Description
One of the most influential landscape painters of the early modern era, Lorrain was a master of the “ideal landscape,” which combined lush foliage and a tranquil atmosphere with allusions to an idyllic, imaginary past. The intention was to create views more beautiful and harmonious than nature itself. In the foreground of this soaring landscape, the Holy Family rests on a shady bank as kneeling angels offer fruit to the Christ child.

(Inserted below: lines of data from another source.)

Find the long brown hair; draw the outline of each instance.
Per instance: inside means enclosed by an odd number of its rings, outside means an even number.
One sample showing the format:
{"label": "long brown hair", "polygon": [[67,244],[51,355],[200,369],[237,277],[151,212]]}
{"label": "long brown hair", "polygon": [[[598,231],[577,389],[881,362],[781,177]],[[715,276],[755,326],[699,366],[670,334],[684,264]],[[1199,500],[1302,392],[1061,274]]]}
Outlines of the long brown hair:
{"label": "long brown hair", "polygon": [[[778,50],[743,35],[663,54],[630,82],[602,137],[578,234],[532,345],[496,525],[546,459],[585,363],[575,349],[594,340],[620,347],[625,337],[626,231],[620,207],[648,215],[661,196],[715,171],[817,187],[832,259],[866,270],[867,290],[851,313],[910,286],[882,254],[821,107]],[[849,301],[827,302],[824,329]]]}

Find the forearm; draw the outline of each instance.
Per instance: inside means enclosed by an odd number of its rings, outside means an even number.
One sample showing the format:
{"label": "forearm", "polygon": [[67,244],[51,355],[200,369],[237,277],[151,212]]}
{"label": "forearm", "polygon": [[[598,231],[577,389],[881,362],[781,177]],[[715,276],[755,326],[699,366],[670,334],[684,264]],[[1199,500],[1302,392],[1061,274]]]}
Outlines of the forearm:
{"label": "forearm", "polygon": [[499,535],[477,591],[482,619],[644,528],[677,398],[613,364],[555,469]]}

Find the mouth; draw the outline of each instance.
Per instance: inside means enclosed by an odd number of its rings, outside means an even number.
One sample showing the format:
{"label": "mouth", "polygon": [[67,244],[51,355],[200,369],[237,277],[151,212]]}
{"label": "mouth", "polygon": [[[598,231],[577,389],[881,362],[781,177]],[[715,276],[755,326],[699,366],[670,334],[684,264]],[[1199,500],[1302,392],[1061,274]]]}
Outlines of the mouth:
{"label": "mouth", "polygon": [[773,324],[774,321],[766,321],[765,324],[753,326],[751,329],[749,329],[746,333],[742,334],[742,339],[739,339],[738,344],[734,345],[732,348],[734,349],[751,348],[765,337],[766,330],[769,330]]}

Landscape paintings like this were much in demand among wealthy collectors throughout Europe, for whom these expansive idealized scenes represented a calm retreat from their hectic city lives.
Provenance
Count Francesco Crescenzi or Giovanni Battista Crescenzi (1577-1660?), Spanish Marquess de la Torre;; Sir William Lowther (1727-1753), third and last Baronet of Marske (Holker Hall, Lancashire);; by inheritance to Lord George Augustus Cavendish (died 1794), Holker Hall, Lancashire;; by inheritance to William Cavendish (1808-1891), seventh Duke of Devonshire and second Earl of Burlington;; Lord Richard Frederick Cavendish (1871-1946); sale, Christie's, London, December 12, 1930, no. 37, illus.;; Richard Edward Osborne Cavendish, Esq., Holker Hall, Lancashire;; sold, Christie's, London, April 1, 1960, no. 87, illus., to Rudolf Heinemann, New York;; sold the the Cleveland Museum of Art, 1962.
Accession Number
1962.151
Medium
oil on canvas
Dimensions
Framed: 239 x 185 x 12 cm (94 1/8 x 72 13/16 x 4 3/4 in.); Unframed: 208 x 152.5 cm (81 7/8 x 60 1/16 in.)
Classification
Painting
Credit Line
Leonard C. Hanna Jr. Fund
Tags
Painting Baroque (1600–1750) Oil Painting Canvas French
Background & Context
Background Story
The Rest on the Flight into Egypt depicts the Holy Family pausing during their flight from Herod's massacre of the innocents—a biblical subject that gave Claude the opportunity to combine his landscape formula with a religious narrative. The Holy Family rests in a shaded grove beside a stream, with the landscape providing both the narrative setting (a place of refuge in the wilderness) and the compositional framework (the framing trees, the receding view, and the luminous atmosphere that characterize all of Claude's best work). The combination of biblical subject and ideal landscape was one of the most successful formulas in 17th-century art, serving both devotional and aesthetic purposes.
Cultural Impact
The Rest on the Flight into Egypt was one of Claude's most popular subjects because it allowed him to combine biblical narrative with ideal landscape in a single composition. The subject provided a devotional framework that justified the landscape painting for religious patrons, while the landscape provided the aesthetic pleasure that justified the religious subject for art collectors. This dual function made Claude's biblical landscapes among the most sought-after paintings of the 17th century.
Why It Matters
Rest on the Flight into Egypt is Claude's dual function at its most effective: a biblical subject that justifies the landscape painting for religious patrons, and a landscape that justifies the religious subject for art collectors. The Holy Family resting in an ideal Italian grove is both a devotional image and a landscape painting—a combination that made Claude's work the most sought-after in 17th-century Europe.